Megan Thee Stallion went to IG to vent about her current contractual situation with the independent label that she first signed to 1501 Certified Records. Meg said that CEO Carl Crawford and Houston rap mogul T. Farris was holding up the release of her new music.
https://www.instagram.com/tv/B9Nkdw8nu3u/?utm_source=ig_web_copy_link
She also claimed that she was only paid $15,000 after making the label about $7 million from streams.
In addition to those beefs, Megan says she’s been “attacked and threatened on social media,” by Crawford’s people.
According to reports, on Monday afternoon (March 2), a Texas federal judge granted Meg The Stallion (real name: Megan Pete) a temporary restraining order against her label 1501 Certified Entertainment and its CEO, former Major League Baseball star, Carl Crawford. The judge ordered 1501 Entertainment “to do nothing to prevent the release, distribution, and sale of Pete’s new records,” along with forbidding any interference with her or her career over social media or through her collaborators or associates.
Crawford spoke to Billboard and denied all the claims in the rapper’s lawsuit. “She just has so many holes in her story, and it’s almost on some delusional type stuff. The bubble of Hollywood and her eight million followers has really clouded her head because the stuff that she’s saying is not true. It’s a whole lie,” he said.
According to Crawford, after Megan signed to Roc Nation in September, she went radio silent, opting not to pay him or 1501 any of the money she owed. In Crawford’s eyes, the “Hot Girl Summer” MC’s strong-arm tactics were to avoid paying him for merchandise and live touring proceeds owed to him through the terms of their deal so that he would renegotiate her four-album deal contract that she initially signed with 1501. (Megan also signed a separate distribution deal with 300 Entertainment in 2019.)
“Let’s talk about your contract. It’s a great contract for a first-timer,” he offers. “What contract gives parts of their masters and 40% royalties and all that kind of stuff? Ask Jay-Z to pull one of his artists’ first contracts, and let’s compare it to what Megan got… I guarantee they won’t ever show you that.”
Megan was an unknown rapper from Houston and Crawford, who accumulated his net worth of $65 million during a successful career as an MLB baseball player, invested in her early rise and she took off.
Once she signed to Roc Nation management in January, the writing was on the wall for what has transpired. She’s becoming one of the biggest artists in the world and Roc Nation wants the whole pie, not just a piece. Megan is just doing what most artists do when they ascend to superstardom, trying to elevate.
The Indy label is trying to hold onto their golden goose and not get cut out of the situation. It’s a dirty game.

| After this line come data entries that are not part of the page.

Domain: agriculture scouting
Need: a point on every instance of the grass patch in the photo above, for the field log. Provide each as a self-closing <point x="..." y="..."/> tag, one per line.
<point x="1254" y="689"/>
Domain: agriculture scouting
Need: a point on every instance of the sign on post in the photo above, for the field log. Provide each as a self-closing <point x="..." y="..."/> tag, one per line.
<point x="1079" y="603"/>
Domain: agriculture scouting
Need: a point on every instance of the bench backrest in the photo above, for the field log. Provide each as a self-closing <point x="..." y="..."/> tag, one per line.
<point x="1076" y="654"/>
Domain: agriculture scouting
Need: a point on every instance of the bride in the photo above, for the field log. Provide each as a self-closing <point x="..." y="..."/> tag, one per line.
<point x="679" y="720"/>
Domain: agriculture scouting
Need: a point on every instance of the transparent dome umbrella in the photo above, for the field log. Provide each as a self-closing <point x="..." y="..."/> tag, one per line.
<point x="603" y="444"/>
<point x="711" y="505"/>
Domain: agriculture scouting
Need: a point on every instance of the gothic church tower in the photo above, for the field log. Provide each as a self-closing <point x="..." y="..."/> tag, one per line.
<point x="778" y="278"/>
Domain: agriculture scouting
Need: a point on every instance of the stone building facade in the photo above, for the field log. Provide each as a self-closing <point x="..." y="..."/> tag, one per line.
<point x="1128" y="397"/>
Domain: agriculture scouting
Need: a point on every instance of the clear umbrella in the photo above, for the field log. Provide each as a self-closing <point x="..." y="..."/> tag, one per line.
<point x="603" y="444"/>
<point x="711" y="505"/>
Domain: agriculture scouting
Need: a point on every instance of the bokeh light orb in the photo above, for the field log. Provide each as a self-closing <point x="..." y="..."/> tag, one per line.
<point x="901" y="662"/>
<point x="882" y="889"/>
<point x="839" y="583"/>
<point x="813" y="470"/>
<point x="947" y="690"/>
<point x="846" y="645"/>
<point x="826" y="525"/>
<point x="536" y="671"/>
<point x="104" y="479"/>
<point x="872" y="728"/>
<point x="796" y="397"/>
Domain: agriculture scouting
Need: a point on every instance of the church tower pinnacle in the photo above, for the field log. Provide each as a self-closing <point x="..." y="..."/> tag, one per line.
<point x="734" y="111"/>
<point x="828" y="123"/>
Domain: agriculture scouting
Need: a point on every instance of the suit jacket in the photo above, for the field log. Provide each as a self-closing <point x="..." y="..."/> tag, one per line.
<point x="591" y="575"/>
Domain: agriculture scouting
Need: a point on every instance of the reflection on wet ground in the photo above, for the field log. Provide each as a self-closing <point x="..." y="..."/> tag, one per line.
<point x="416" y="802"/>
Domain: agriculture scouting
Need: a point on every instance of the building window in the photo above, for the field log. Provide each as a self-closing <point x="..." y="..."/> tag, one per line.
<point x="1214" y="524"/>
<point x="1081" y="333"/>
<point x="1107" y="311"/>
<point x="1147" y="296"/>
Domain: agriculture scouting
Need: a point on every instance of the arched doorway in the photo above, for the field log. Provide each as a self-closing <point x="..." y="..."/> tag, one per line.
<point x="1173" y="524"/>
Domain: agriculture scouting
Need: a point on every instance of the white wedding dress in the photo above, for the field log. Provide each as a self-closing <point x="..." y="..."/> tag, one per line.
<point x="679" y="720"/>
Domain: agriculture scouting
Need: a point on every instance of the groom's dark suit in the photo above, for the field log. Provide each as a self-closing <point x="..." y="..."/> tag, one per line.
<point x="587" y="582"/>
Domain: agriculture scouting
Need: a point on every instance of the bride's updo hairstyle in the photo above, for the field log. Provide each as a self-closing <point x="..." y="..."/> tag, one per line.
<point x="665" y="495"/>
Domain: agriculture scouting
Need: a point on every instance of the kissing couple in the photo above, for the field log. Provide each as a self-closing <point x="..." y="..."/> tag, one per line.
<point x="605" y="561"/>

Crawford also understands that a battle with Roc Nation is a tough win. He explained that “everybody in the industry” is aware of Jay-Z and Roc Nation’s tactics. ‘Hey come in, then find the smallest things wrong with the problem — because there weren’t any problems before she left’ — and then she says that I didn’t want to negotiate?”
“They’re using that as a strong-arm tactic so that I can renegotiate the contract, ” Crawford said.”They’re holding the money, and they haven’t paid me since August. She has done over 15 shows. Y’all do the math. She gets $100,000 a show. She owes me, and I haven’t recouped almost $2 million that we spent on her, building her up so that Roc Nation would wanna come [around]. Where was Roc Nation when we were grinding and riding around on their backstreets? Roc Nation was nowhere to be found.”
Crawford also said the people closest to Megan Thee Stallion’s team at the time, T. Farris and her mother, were the ones who drew up the contract, which also gave her rights to her masters.
That’s a sweetheart deal by today’s standards.
“Their real plan was to get you out of my contract so they can sign you to Roc Nation. That’s all they want to do. We gave this girl a 60-40 split. Now go ask the artist about that. She got parts of her masters [the] first time. You think Jay-Z would have gave her part of her masters on her first deal with Roc Nation? F–k no. Then, she’s getting $100,000 a show and she don’t want to pay up. That’s what the issue was about. She signed with Roc Nation in August and decided she didn’t wanna pay me no more,” Crawford insisted.
As Crawford mentioned, with Megan’s social media popularity and Jay-Z’s massive musical corporate machine behind her, the four-time All-Star, four-time stolen base leader has his work cut out for him. He’s going to be made to look like the villain no matter how he spins it. Hitting a 1-2 slider is going to seem easy compared to the legal pugilism that lies ahead.
The music business has always been very strategic and at times nefarious. So far, the wheels of justice are turning in Meg’s favor. 1501 can’t stop her music from flowing through the airwaves and collecting streams and in the meantime, Roc Nation’s elite legal team will find a way to get Megan released from her deal and continue to push a rising force in the game through the roof, past the sun, and into the stars…
Unless Crawford has one big hit left in him.